Por que a formação em Medicina Veterinária deve ser presencial?
21 de maio de 2025 – Atualizado em 22/05/2025 – 1:16pm
A formação dos novos profissionais da Medicina Veterinária no Brasil encontra-se em um momento muito delicado, com a proliferação de cursos de baixa qualidade, em instituições sem a mínima condição estrutural de suportar uma formação minimamente adequada. Esse cenário se agravou quando foi autorizada a criação de cursos de Medicina Veterinária em EAD. Para se ter uma dimensão da gravidade do problema, estão autorizadas pelo MEC para oferta anual, 87.417 vagas na modalidade presencial (78.733 em andamento e 8.684 não iniciados) e 37.060 vagas na modalidade EaD (14.060 em andamento e 23.000 não iniciados).
Nosso norte de formação profissional está definido nas Diretrizes Curriculares Nacional (DCNs -Resolução nº 3, de 15 de agosto de 2019), recentemente atualiza e aprovada no MEC/CNE/CED. O profissional médico veterinário do nosso tempo precisa ser formado no contexto da Saúde Única e dos Objetivos de Desenvolvimento Sustentável(ODS). A saúde única reconhece que é necessária a abordagem integrada que promove a interconexão entre a saúde humana, animal, vegetal e ambiental. As ODS são um apelo global à ação para acabar com a pobreza, proteger o meio ambiente e o clima e garantir que as pessoas, em todos os lugares, possam desfrutar de paz e de prosperidade.
Exatamente buscando essa formação integrada, generalista, humanista, crítica e reflexiva, as DCNs da Medicina Veterinária preconizam que ocurso deverá se alicerçar em atividades práticas com a indispensável presença de animais para o desenvolvimento de competências e habilidades, focando tanto a cadeia produtiva do agronegócio como a medicina veterinária de animais, requerendo, para tal, uma casuística adequada, incluídas também no estágio supervisionado. O curso deve assegurar, também, a formação de profissional em suas áreas de atuação: saúde animal, saúde pública e saúde ambiental; clínica veterinária; medicina veterinária preventiva; inspeção e tecnologia de produtos de origem animal; zootecnia, produção e reprodução animal, áreas essas que demandam, de forma imprescindível, atividades práticas.
Outro ponto extremamente relevante e incompatível com modelos a distância ou semipresencial, é que a formação do Médico Veterinário incluirá, como etapa integrante da graduação, estágio curricular obrigatório de formação em serviço, em regime intensivo e exclusivo, nos dois últimos semestres do curso, sendo que 50% da carga horária deverá ser desenvolvida em serviços próprios da Instituição de Educação Superior (IES). Importante reforçar que a carga horária teórica não poderá exceder 10% (dez por cento) da carga horária destinada a cada área de estágio, nesses dois últimos semestres.
Não menos importante temos a indicação de que a formação deve ser calcada no desenvolvimento de habilidades e competências, que vão muito além do conhecimento técnico.
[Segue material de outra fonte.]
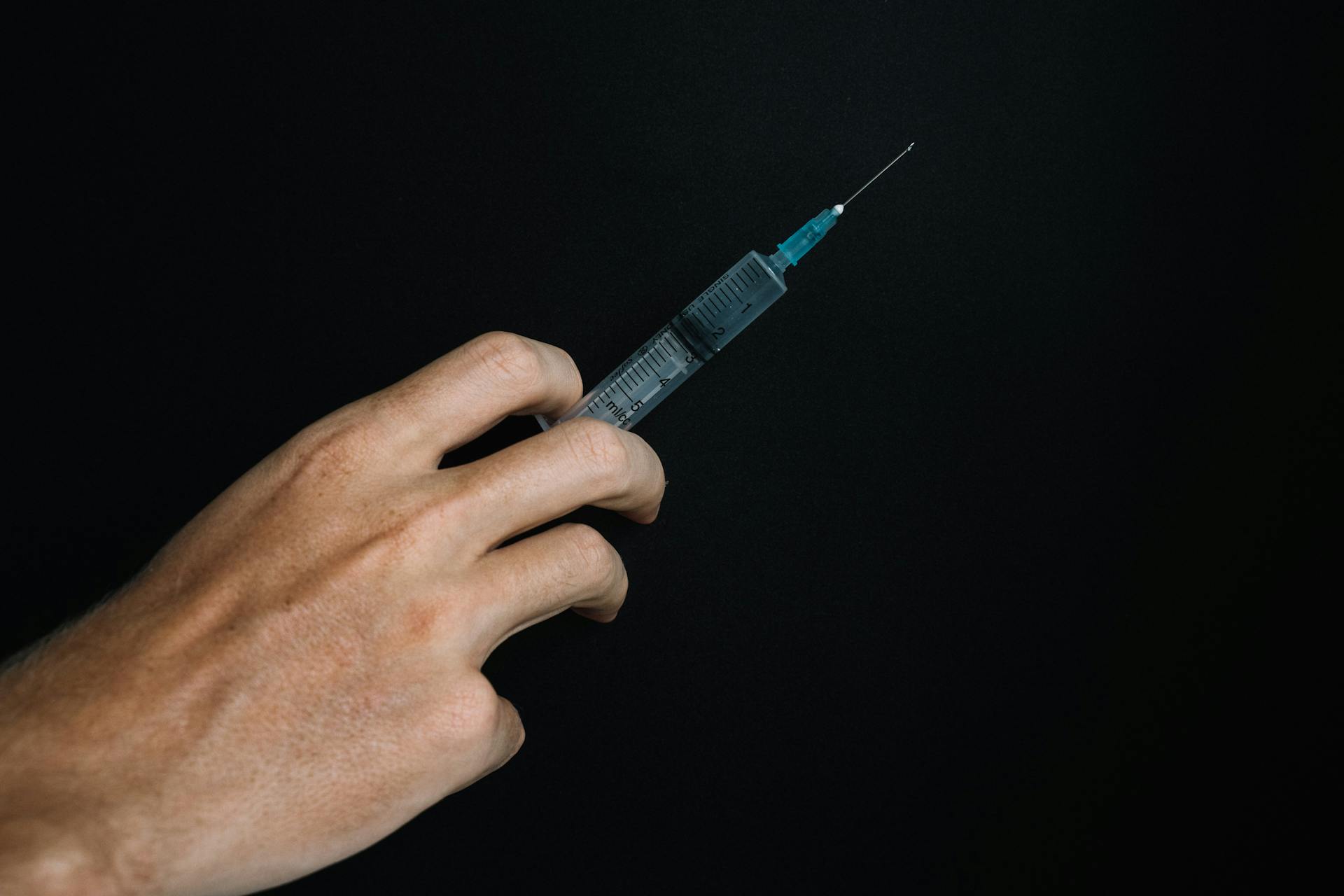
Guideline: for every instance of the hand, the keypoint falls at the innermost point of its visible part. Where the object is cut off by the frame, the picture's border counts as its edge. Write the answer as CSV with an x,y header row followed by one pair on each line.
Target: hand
x,y
298,672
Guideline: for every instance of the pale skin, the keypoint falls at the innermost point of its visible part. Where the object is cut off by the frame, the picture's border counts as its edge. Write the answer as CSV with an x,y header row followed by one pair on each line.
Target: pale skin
x,y
298,673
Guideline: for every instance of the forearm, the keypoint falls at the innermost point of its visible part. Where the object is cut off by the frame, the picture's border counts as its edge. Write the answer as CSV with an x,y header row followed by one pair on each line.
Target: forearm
x,y
50,855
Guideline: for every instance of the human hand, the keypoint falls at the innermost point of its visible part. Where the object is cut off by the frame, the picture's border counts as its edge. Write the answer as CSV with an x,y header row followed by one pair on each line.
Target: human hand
x,y
298,672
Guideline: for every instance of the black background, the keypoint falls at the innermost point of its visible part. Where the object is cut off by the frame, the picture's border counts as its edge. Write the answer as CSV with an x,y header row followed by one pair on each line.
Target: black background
x,y
990,555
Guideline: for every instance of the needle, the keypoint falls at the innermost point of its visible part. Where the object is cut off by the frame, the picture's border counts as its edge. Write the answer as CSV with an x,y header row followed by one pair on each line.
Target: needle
x,y
875,176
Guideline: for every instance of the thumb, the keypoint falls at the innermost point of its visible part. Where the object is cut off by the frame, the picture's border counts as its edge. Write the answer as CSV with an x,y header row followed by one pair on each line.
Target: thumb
x,y
508,735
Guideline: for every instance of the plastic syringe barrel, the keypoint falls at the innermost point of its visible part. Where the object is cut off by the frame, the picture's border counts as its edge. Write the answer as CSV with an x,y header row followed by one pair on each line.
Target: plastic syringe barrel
x,y
696,333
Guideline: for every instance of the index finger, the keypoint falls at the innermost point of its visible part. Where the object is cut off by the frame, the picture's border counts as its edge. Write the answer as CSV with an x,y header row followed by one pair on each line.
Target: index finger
x,y
575,464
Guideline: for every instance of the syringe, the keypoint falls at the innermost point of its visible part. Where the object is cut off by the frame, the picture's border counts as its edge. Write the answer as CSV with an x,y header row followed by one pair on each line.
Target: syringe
x,y
702,328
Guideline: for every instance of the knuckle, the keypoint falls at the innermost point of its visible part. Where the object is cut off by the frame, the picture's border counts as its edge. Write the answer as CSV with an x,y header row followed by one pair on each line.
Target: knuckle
x,y
510,359
600,449
470,713
592,555
327,449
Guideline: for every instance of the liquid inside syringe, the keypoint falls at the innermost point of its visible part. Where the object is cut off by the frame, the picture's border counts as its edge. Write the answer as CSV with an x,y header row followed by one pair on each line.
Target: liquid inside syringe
x,y
701,330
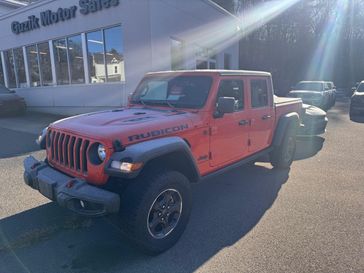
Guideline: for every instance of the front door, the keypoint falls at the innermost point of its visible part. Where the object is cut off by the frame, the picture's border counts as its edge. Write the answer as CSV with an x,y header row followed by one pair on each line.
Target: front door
x,y
262,113
229,134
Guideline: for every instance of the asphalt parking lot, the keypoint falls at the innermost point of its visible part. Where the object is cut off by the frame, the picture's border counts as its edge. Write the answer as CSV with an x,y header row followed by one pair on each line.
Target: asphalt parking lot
x,y
253,219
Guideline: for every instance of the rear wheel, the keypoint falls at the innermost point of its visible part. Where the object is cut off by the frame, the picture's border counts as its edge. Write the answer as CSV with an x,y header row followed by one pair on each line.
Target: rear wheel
x,y
155,210
283,155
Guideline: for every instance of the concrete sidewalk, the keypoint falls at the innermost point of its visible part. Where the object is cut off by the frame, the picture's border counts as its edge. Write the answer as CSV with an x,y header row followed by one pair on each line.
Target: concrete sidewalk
x,y
31,122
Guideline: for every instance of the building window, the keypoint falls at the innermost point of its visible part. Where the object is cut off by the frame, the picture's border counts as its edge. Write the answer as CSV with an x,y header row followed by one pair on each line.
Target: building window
x,y
106,55
227,61
259,93
20,67
205,58
177,55
114,54
9,64
75,56
61,61
2,79
39,63
45,64
33,64
96,56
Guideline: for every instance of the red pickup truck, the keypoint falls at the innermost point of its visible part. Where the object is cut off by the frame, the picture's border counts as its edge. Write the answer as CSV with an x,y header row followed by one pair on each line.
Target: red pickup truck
x,y
180,127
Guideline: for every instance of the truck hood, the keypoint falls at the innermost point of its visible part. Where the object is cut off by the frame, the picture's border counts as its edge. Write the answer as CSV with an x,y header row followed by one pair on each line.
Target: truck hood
x,y
127,125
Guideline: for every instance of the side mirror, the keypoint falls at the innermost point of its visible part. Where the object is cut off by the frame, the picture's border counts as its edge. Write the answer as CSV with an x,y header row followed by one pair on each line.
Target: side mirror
x,y
225,105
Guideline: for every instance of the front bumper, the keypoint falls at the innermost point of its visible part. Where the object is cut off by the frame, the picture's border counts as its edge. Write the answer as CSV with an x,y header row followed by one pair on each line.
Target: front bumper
x,y
72,193
313,127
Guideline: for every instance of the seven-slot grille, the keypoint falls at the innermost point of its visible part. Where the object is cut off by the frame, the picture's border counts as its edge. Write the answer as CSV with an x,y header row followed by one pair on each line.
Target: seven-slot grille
x,y
68,150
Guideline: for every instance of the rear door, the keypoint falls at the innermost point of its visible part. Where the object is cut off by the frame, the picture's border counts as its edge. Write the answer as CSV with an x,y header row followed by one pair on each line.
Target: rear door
x,y
229,134
261,113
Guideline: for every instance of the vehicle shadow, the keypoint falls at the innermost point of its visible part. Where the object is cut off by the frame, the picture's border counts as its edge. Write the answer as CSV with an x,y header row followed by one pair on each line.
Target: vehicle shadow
x,y
14,143
308,147
226,208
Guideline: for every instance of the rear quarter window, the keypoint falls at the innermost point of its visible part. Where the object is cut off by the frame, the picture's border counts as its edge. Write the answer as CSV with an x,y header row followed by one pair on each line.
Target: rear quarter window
x,y
259,93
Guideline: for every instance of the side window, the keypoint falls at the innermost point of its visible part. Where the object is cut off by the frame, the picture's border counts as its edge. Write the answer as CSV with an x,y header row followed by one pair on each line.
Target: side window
x,y
235,89
259,93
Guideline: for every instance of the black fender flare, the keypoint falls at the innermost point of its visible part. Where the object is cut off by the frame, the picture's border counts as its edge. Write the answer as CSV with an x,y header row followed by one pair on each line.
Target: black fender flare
x,y
283,123
145,152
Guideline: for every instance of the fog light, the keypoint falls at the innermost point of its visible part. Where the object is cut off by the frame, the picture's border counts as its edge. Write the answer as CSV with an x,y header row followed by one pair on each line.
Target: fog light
x,y
126,167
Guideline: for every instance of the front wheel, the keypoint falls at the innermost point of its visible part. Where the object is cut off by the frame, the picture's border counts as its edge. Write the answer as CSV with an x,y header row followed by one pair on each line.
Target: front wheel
x,y
283,155
155,209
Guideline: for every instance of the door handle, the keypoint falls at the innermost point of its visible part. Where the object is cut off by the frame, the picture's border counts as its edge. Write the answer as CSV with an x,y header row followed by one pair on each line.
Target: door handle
x,y
244,122
265,117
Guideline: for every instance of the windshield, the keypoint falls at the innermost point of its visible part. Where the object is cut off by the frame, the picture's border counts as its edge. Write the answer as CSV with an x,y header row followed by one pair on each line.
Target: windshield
x,y
314,86
179,91
4,90
360,88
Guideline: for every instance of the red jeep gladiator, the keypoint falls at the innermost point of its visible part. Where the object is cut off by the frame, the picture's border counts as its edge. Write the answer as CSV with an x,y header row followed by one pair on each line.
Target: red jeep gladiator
x,y
138,162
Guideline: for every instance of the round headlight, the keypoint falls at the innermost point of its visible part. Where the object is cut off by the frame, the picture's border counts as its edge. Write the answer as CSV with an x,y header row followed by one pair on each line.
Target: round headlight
x,y
101,152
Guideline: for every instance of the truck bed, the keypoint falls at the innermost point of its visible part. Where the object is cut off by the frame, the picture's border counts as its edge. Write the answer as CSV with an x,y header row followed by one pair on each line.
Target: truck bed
x,y
286,105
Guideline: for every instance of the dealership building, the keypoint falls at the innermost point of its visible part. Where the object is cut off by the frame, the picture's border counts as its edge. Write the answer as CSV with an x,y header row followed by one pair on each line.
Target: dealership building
x,y
75,56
Essa prática pedagógica depende de aplicação de metodologias ativas, do acompanhamento contínuo de atendimentos ambulatoriais e laboratoriais, de atividades de produção de animais, do desenvolvimento de ações de extensão, de atividades de pesquisa e de desenvolvimento tecnológico, práticas essas só possíveis de serem realizadas na presencialidade.
Feitas essas considerações parte-se para a análise dos dois documentos publicados hoje.
Considerando o Decreto nº 12.456, de 19 de maio de 2025, dois artigos específicos indicam claramente que a Medicina Veterinária, calcada nas DCNs em vigor, só pode ser ofertada no modelo presencial.
O artigo 11,que trata da graduação semipresencial, no qual a Medicina Veterinária foi enquadrada, diz que poderiam estar previstas 30% (trinta por cento) da carga horária total do curso por meio de atividades presenciais e20% (vinte por cento) da carga horária total do curso em atividades presenciais ou síncronas. Ou seja, 50% da carga horária poderia ser remota, quantitativo que impede o atendimento das nossas DCNs.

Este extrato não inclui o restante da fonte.